"Lou gathered 15 to 20 experts, all strong-minded (some might say opinionated) lawyers, in the same room for many lengthy meetings on a series of complicated subjects and difficult issues, and yet maintained leadership, sustained a remarkable camaraderie, and in the end obtained a result in which all joined."
- February 1998 "In Remembrance of Louis Loss," Insights – Richard B. Smith
During the 1970s, securities law experts in academia, Congress and the SEC sought to create a coordinated theory of market regulation that would expand, but not supplant the long-held SEC principle of full and open disclosure. The attempt to create federal minimum standards for state corporation laws was taken on in the 1960s and 1970s by the American Law Institute, with its proposal for a Federal Securities Code.
Louis Loss, noted securities expert whom some describe as the intellectual father of modern securities law, became the principle drafter of the code.(66) Before his appointment, Loss had experienced a long SEC career, serving as staff attorney (1937-1944), Chief Counsel of the Division of Trading and Exchanges (1944-1948), and as Associate General Counsel (1948-1952).
The goals of the project were to codify the mass of securities law that had developed since 1900, to impose an order and coherence on the law, consistent with Loss's idealized vision that would establish securities law as a clear legal field with understandable, reasonable and responsible rules promoting predictable results for the capital marketplace.(67)
Part of the problem with the codification of federal securities law was that the process of codification was in some sense inconsistent with the extraordinarily rapid and monumental changes that were occurring in the structure of the securities marketplace since the 1930s.
The regulatory strategy of the SEC, taken from the legislation that created the agency and gave it authority, seemed increasingly out of touch with those changes, especially a growing body of economic theory, including an economic theory calling for an analysis of the cost versus benefit of particular securities regulation, that called into question the very desirability of government intervention.(68)
An example of this can be seen in the area of insider trading regulation, and the complicated and conflicted story of how, during the 1970s, the SEC and the courts fought over the rationale and legality of that regulation.
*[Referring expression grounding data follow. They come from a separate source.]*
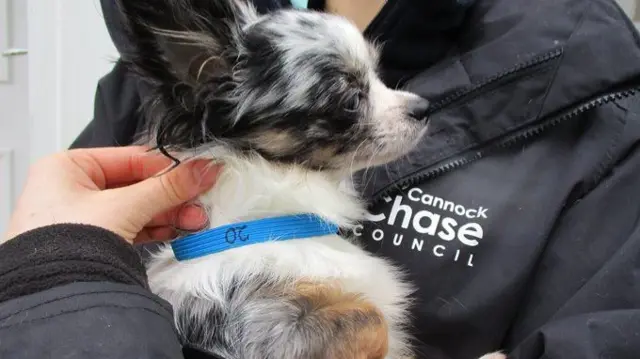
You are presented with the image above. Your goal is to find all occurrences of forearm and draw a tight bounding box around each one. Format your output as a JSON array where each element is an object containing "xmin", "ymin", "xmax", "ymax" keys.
[{"xmin": 0, "ymin": 224, "xmax": 147, "ymax": 302}]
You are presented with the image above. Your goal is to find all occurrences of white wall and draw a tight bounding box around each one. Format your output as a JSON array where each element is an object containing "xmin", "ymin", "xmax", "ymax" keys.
[
  {"xmin": 618, "ymin": 0, "xmax": 637, "ymax": 19},
  {"xmin": 0, "ymin": 0, "xmax": 118, "ymax": 233},
  {"xmin": 28, "ymin": 0, "xmax": 118, "ymax": 161},
  {"xmin": 0, "ymin": 0, "xmax": 28, "ymax": 233}
]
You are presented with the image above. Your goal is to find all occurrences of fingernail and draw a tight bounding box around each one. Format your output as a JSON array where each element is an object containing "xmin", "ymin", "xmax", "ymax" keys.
[
  {"xmin": 177, "ymin": 204, "xmax": 209, "ymax": 230},
  {"xmin": 192, "ymin": 161, "xmax": 221, "ymax": 189}
]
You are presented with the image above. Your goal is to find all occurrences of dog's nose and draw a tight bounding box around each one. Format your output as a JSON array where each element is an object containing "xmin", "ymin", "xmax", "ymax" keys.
[{"xmin": 407, "ymin": 97, "xmax": 430, "ymax": 121}]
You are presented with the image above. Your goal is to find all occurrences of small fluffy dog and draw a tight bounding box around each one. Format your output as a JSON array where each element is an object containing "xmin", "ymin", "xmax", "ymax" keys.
[{"xmin": 116, "ymin": 1, "xmax": 505, "ymax": 358}]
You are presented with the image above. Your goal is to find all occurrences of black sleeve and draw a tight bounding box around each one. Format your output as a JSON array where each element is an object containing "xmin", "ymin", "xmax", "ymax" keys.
[
  {"xmin": 0, "ymin": 224, "xmax": 147, "ymax": 302},
  {"xmin": 504, "ymin": 107, "xmax": 640, "ymax": 359},
  {"xmin": 0, "ymin": 224, "xmax": 184, "ymax": 359},
  {"xmin": 70, "ymin": 60, "xmax": 146, "ymax": 149}
]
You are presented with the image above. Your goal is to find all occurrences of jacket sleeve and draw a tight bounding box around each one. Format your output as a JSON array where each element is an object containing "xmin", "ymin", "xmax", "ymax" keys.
[
  {"xmin": 504, "ymin": 102, "xmax": 640, "ymax": 359},
  {"xmin": 0, "ymin": 225, "xmax": 184, "ymax": 359}
]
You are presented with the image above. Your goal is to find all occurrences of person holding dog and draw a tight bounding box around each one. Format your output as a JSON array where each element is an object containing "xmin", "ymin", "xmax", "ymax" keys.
[
  {"xmin": 0, "ymin": 146, "xmax": 219, "ymax": 358},
  {"xmin": 2, "ymin": 0, "xmax": 640, "ymax": 358}
]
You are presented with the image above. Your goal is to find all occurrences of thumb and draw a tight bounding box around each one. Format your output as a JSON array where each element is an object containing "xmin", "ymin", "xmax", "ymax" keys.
[{"xmin": 119, "ymin": 160, "xmax": 221, "ymax": 219}]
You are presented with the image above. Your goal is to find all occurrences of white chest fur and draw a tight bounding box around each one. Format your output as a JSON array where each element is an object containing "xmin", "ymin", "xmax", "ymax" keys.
[{"xmin": 145, "ymin": 155, "xmax": 415, "ymax": 358}]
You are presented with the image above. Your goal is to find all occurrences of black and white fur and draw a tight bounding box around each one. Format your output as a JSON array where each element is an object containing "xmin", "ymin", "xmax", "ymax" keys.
[{"xmin": 116, "ymin": 1, "xmax": 505, "ymax": 358}]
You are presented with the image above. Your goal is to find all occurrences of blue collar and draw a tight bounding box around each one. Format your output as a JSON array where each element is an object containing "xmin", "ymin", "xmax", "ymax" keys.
[{"xmin": 171, "ymin": 214, "xmax": 339, "ymax": 261}]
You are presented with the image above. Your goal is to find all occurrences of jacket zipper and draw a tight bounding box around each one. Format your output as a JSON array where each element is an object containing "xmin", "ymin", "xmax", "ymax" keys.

Once again, as with the issue of corporate governance, resistance to a proposal for a federal code of conduct came from critics who relied on new economic theories as well as principles of federalism which suggested that state law could more properly establish rules for corporate board behavior and inside trader conduct.
The American Law Institute Project's contribution to the field of securities law cannot be underestimated. Inside the SEC, battles over the nature and authority of government regulation to promote marketplace competition and protect investor safety joined in the 1980s with a cost/benefit analysis of the value of government regulation.
Although the Federal Securities Code was not adopted, the importance of stating current law and doctrine with the goal of increasing understanding would permit a new generation of securities lawyers inside and outside the SEC to address the proper role of regulation of the marketplace.